What voltage does an IGBT need to turn on?

An IGBT turns on when the Gate-Emitter voltage V_GE exceeds the threshold voltage V_GE(th), typically 4–8 V depending on the device. Gate drivers normally apply +15 V (on) to ensure full enhancement and −5 V to −15 V (off) to prevent spurious turn-on due to the Miller capacitance effect during fast switching transitions.

What standard defines the IGBT symbol?

The IGBT symbol is defined in IEC 60617-05 (semiconductor device symbols) and ANSI/IEEE 315-1975 (section 5.4.3). Both standards use an identical symbol: insulated Gate on the left, Collector at top, Emitter at bottom with arrow indicating current direction.
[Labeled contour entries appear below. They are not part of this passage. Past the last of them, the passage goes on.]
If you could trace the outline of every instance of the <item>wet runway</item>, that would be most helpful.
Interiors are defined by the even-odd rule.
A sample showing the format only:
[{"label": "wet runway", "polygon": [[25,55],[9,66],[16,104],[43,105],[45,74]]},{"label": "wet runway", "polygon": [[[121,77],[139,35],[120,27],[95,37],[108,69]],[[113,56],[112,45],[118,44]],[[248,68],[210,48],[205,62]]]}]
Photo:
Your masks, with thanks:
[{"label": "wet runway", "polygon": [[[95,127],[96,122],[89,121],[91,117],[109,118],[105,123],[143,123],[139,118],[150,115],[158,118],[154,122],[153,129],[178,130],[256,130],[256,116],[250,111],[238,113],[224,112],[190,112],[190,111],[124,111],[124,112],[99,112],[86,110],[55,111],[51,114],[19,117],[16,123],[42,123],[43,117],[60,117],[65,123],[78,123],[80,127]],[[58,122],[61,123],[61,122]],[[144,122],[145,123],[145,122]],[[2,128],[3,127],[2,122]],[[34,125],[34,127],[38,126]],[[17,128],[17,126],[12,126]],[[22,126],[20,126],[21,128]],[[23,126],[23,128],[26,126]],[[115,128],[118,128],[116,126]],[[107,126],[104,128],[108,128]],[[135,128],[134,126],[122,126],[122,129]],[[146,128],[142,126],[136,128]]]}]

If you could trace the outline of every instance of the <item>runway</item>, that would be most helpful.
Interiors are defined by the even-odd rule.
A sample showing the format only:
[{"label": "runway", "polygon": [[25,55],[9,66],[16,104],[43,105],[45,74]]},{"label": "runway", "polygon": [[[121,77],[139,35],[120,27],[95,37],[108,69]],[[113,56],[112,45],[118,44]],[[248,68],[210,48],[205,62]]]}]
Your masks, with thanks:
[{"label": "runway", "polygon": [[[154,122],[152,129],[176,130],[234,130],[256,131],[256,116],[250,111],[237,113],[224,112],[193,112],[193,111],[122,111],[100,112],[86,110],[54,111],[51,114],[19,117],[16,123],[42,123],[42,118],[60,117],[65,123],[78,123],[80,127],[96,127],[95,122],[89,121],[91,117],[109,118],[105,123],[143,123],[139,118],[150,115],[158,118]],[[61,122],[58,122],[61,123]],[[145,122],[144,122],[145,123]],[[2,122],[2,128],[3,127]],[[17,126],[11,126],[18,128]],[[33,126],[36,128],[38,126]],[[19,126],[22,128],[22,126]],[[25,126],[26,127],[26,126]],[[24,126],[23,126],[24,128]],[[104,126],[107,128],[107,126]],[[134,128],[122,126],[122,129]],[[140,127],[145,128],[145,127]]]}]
The reference designator is Q in both standards.

What are typical IGBT applications?

IGBTs are used in variable frequency drives (VFDs) for motor control, solar and wind power inverters, UPS systems, induction heating equipment, electric vehicle traction inverters, and HVDC power transmission converters. Any application requiring controlled switching of hundreds to thousands of volts at tens to hundreds of amperes typically uses IGBTs or their modern SiC MOSFET replacements.